A combined sanction of 500 billion naira ($1.4 billion) was imposed on the 12 banks, according to a circular sent to the institutions and seen by Bloomberg. Lagos-based lenders Guaranty Trust Bank Plc and United Bank for Africa Plc as well as the local unit of Standard Chartered Plc are among others that fell short, the central bank list shows.“This is a negative signal to the market because it compels banks to risk assets in an economy where you rarely find viable businesses given the macroeconomic conditions,” said Christian Orajekwe, head of securities trading at Cordros Securities in Lagos. “This could lead to some credit creation and new jobs in the short term, but in the long term there will be concerns about the performance of those loans. It may not be sustainable.”
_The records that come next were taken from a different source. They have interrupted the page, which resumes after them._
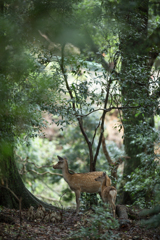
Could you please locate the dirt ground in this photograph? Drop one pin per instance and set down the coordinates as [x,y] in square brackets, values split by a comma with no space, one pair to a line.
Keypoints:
[61,230]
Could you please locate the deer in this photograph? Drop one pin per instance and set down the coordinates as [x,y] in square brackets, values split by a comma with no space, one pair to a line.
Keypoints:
[108,193]
[80,182]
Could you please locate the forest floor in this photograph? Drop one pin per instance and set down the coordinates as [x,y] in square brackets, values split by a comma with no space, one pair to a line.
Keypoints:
[35,229]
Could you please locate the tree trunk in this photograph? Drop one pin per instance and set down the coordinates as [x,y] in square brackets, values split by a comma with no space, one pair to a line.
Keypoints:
[11,180]
[134,84]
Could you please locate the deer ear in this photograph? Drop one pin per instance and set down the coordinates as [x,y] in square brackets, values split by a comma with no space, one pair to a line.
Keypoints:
[60,158]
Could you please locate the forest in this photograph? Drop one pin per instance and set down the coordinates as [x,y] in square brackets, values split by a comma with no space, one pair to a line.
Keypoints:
[79,101]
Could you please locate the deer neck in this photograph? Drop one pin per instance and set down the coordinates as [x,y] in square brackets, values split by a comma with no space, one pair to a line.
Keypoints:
[103,185]
[66,173]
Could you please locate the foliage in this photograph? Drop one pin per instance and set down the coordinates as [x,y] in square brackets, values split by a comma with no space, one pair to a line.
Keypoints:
[99,226]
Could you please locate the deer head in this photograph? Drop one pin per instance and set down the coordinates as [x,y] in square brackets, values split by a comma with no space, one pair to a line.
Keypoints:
[61,163]
[101,178]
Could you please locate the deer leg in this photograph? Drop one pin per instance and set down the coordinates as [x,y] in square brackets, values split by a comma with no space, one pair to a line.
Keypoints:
[78,193]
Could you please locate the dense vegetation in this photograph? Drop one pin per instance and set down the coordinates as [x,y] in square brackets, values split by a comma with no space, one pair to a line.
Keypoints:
[79,61]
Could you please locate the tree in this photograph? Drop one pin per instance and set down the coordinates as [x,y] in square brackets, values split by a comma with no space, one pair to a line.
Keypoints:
[21,97]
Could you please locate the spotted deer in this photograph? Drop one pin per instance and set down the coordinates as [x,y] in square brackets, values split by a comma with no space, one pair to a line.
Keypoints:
[108,193]
[80,182]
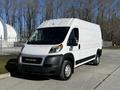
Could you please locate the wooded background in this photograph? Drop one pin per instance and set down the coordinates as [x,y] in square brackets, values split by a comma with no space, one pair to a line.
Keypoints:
[26,15]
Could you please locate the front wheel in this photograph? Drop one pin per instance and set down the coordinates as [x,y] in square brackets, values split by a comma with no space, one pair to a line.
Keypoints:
[66,70]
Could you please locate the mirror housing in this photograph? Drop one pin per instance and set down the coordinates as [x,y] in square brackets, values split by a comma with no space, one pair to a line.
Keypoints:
[72,42]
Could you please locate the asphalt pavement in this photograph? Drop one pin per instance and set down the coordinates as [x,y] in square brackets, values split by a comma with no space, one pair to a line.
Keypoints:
[105,76]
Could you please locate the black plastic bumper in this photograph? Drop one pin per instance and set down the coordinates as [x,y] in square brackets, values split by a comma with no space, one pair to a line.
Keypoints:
[51,66]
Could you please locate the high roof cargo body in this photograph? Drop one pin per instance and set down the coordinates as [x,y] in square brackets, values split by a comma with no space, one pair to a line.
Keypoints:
[60,45]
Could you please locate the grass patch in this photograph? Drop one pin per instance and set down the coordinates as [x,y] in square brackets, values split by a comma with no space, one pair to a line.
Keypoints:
[3,60]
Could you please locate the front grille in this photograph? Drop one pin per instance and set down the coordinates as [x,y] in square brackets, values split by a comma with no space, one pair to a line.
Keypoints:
[31,60]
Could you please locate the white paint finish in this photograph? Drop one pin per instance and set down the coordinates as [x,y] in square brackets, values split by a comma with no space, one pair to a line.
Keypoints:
[90,39]
[86,77]
[36,49]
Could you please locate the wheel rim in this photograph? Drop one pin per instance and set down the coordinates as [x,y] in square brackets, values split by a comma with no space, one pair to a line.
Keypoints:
[67,70]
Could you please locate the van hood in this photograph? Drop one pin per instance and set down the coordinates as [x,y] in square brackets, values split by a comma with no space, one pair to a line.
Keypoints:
[36,49]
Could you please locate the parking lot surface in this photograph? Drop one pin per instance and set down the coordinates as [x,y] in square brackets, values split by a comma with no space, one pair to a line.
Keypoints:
[105,76]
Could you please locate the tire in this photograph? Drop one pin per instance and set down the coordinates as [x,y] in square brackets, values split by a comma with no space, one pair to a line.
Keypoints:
[66,70]
[96,61]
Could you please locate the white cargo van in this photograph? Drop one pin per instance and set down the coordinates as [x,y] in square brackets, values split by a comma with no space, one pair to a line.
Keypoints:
[60,45]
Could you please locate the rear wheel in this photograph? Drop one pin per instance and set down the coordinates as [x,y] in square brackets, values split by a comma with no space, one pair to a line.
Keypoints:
[66,70]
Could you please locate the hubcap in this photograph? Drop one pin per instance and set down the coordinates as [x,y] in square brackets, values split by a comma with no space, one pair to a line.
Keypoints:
[67,70]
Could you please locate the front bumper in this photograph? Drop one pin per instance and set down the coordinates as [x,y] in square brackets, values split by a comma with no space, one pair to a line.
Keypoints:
[51,66]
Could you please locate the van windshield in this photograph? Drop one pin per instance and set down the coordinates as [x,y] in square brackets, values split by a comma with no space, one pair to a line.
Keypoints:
[52,35]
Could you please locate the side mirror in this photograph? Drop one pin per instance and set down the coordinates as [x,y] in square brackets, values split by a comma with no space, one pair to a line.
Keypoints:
[72,42]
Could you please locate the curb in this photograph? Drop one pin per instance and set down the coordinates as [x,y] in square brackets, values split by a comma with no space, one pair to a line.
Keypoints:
[2,76]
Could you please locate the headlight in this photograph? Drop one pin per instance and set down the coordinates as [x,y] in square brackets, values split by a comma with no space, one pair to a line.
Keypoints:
[56,48]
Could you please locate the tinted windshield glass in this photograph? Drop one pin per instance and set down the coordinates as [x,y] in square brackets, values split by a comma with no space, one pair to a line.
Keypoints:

The sanctions come three months after the central bank gave lenders until Sept. 30 to use 60% of their deposits for loans, or hand half of the shortfall over to the central bank without earning any interest. The measures are among a raft of rules aimed at forcing banks to extend more credit to help spur economic growth in Africa’s largest oil producer. Of the six biggest domestic banks, only Access Bank Plc met the minimum threshold by the end of June.
The amounts have already been debited, Ahmad Abdullahi, the head of banking supervision, told reporters in Abuja on Thursday. The efforts are aimed at supporting the real economy by extending loans mainly to farmers, small- and medium-sized businesses and consumers, he said.
The steps should not be seen as a fine because the funds moving from the cash-reserve requirements will fluctuate depending on how far a lender falls short of the loan-to-deposit thresholds, and refunded once the target is hit, Zenith Bank Chief Executive Officer Ebenezer Onyeagwu said at the same briefing.